Histórico pedido de perdón por las adopciones forzadas

NewsITe
El Reino Unido atraviesa un momento de profunda revisión histórica tras el pedido de perdón formal del primer ministro británico, Keir Starmer, por alrededor de 186.000 adopciones forzadas de hijos de madres solteras entre 1949 y 1976. El reconocimiento se produce luego de décadas de reclamos de mujeres que, siendo muy jóvenes y sin apoyo, fueron presionadas para entregar a sus bebés en hogares religiosos y bajo la supervisión de autoridades locales.
Starmer se presentó ante el Parlamento británico después de reunirse en Downing Street con víctimas de estas políticas, quienes impulsaron campañas para visibilizar el drama y lograr una disculpa pública del Estado. La intervención del premier, de fuerte carga emotiva, fue seguida con atención por organizaciones de derechos humanos y por colectivos que desde hace años exigen justicia y reparación simbólica.

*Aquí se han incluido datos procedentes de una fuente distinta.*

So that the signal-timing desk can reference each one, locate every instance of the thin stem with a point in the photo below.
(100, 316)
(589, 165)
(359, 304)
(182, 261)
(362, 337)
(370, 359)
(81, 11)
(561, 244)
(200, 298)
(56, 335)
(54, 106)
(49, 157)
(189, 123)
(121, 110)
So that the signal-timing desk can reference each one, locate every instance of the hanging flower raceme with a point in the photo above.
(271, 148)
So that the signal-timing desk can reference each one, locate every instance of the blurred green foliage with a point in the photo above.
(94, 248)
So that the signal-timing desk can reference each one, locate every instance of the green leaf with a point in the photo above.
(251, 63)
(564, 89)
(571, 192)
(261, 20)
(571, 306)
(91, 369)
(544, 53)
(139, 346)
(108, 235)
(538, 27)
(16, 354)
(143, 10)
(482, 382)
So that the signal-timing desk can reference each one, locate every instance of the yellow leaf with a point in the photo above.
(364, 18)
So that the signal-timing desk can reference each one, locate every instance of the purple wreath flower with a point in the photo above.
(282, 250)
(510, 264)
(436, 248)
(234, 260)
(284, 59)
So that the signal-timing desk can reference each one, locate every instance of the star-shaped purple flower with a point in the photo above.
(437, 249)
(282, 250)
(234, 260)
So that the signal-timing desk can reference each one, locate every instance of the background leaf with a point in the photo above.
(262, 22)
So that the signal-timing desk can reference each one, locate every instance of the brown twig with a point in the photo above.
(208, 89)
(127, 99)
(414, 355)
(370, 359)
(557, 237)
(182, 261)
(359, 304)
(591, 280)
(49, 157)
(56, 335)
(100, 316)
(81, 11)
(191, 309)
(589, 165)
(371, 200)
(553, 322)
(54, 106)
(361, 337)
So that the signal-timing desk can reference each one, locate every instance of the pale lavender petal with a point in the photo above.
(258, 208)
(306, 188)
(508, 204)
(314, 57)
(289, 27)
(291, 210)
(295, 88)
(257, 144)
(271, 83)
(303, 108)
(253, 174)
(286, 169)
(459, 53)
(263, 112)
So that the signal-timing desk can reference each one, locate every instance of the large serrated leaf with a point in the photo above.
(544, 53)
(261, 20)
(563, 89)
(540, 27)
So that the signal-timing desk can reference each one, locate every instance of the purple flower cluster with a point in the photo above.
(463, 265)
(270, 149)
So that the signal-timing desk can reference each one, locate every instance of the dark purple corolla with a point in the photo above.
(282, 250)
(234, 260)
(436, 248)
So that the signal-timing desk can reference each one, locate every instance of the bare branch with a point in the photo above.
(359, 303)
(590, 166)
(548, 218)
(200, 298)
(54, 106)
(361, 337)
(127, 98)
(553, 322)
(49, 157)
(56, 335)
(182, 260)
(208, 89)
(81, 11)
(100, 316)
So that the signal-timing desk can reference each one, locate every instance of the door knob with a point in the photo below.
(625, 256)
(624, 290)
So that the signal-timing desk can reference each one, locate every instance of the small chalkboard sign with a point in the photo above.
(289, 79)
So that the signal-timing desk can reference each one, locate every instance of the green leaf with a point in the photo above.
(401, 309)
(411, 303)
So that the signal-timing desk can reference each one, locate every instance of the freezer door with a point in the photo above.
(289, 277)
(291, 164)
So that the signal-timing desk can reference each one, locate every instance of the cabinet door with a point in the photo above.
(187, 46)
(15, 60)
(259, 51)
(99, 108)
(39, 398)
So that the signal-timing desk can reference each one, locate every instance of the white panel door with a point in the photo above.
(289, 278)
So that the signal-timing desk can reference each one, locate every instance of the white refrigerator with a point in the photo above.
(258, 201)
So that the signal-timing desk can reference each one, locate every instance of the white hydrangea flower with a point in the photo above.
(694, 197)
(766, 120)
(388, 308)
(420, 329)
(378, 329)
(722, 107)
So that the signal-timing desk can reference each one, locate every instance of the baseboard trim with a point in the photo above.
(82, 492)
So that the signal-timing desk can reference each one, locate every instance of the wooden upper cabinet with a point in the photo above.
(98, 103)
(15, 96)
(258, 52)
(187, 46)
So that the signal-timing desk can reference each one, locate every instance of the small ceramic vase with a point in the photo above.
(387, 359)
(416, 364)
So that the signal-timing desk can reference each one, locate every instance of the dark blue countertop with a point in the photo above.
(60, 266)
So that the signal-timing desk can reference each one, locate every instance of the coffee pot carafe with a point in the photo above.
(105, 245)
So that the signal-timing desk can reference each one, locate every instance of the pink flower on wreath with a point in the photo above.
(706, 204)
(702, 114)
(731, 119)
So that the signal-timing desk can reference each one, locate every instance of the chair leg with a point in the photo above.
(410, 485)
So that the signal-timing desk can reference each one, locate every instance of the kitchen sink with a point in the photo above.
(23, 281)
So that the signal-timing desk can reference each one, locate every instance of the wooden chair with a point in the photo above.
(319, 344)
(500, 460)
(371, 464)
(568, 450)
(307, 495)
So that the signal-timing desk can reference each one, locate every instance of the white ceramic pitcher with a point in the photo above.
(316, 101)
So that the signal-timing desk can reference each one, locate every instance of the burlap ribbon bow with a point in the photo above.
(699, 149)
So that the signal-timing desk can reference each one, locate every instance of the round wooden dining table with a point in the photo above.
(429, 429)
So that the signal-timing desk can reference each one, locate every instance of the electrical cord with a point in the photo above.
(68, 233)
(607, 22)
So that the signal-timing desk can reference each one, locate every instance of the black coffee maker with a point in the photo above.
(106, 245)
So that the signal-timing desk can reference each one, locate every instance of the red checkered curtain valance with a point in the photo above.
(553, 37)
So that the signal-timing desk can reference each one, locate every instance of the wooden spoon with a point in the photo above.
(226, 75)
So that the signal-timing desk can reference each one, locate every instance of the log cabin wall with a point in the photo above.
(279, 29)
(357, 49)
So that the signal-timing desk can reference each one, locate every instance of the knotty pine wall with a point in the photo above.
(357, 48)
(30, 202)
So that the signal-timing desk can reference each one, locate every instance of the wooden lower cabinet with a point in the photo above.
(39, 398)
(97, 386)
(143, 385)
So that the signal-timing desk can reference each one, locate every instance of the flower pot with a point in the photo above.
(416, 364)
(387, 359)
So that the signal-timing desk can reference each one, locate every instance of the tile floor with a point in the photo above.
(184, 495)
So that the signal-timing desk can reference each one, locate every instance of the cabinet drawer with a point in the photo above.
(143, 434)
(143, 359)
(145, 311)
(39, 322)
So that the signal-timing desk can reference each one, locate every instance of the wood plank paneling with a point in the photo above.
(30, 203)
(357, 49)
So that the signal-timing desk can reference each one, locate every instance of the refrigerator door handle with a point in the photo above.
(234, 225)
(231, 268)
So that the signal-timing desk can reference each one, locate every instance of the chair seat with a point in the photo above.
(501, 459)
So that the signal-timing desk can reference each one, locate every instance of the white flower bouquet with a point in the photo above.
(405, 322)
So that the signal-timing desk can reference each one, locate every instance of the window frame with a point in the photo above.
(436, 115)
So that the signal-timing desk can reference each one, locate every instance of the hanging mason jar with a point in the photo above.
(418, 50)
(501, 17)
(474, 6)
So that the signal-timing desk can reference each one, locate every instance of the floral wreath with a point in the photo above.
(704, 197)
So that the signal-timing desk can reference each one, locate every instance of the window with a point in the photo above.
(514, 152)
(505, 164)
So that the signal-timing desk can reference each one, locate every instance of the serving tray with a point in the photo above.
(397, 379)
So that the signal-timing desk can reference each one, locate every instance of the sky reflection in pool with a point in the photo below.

El primer ministro calificó estas prácticas como “una mancha en nuestra historia” y pidió disculpas por el trauma infligido a miles de mujeres a las que se les hizo sentir vergüenza por embarazos fuera del matrimonio. Remarcó que esa culpa nunca les perteneció a ellas, sino a las instituciones que, en lugar de brindar contención en la posguerra, operaron bajo parámetros morales y sociales que estigmatizaban a las madres solteras.
Prácticas sistemáticas y fallas institucionales
Según describió Starmer, no se trató de casos aislados sino de un sistema instalado que involucró a autoridades locales, organizaciones benéficas, instituciones religiosas y servicios sanitarios y sociales. Muchas madres, jóvenes y vulnerables, fueron coaccionadas, intimidadas o engañadas para creer que no tenían alternativa más que separarse de sus hijos recién nacidos.
Además del sufrimiento inicial por la separación forzada, numerosas personas afectadas padecieron luego una segunda injusticia: tuvieron que enfrentar obstáculos legales y burocráticos para acceder a sus propios registros de adopción y reconstruir su historia personal. Esa dificultad para conocer el origen biológico dejó huellas profundas en la identidad de miles de hombres y mujeres.
Medidas de reparación y antecedentes de disculpas oficiales
Como respuesta concreta, el Gobierno británico anunció la creación de un portal nacional que facilitará el acceso a los archivos de adopciones y la ampliación de los servicios de apoyo psicológico y social para víctimas y familiares. Estas medidas se suman a las disculpas ya emitidas por los Parlamentos de Escocia y Gales, mientras que se espera un pronunciamiento similar en Irlanda del Norte.
- Portal nacional para consultar registros de adopción y orígenes biológicos.
- Refuerzo de los servicios de acompañamiento a madres e hijos afectados.
- Reconocimiento de la responsabilidad estatal y de las instituciones religiosas.
Entre los testimonios más resonantes se encuentra el de Ann Keen, exdiputada laborista, quien relató que a los 17 años fue enviada a un hogar para madres solteras en Swansea y no tuvo participación en la decisión de entregar a su hijo en adopción. “Siempre se nos acusó de abandonar a nuestros bebés, y no los abandonamos”, sostuvo, aludiendo al peso de la estigmatización social.
“Muchas madres, jóvenes, vulnerables y sin apoyo, fueron coaccionadas, intimidadas o inducidas a creer que no tenían otra opción que dejar que les arrebataran a sus hijos”, dijo Keir Starmer ante el Parlamento.
El rol de las instituciones religiosas también quedó bajo la lupa. La arzobispa de Canterbury, Sarah Mullally, máxima autoridad de la Iglesia anglicana, pidió perdón recientemente por el “dolor, trauma y estigma” generado. La Iglesia católica de Inglaterra y Gales había expresado su disculpa en 2016. El caso reabre el debate sobre la responsabilidad del Estado y de las iglesias en políticas que vulneraron derechos fundamentales y deja planteado el desafío de avanzar en mecanismos de reparación más amplios.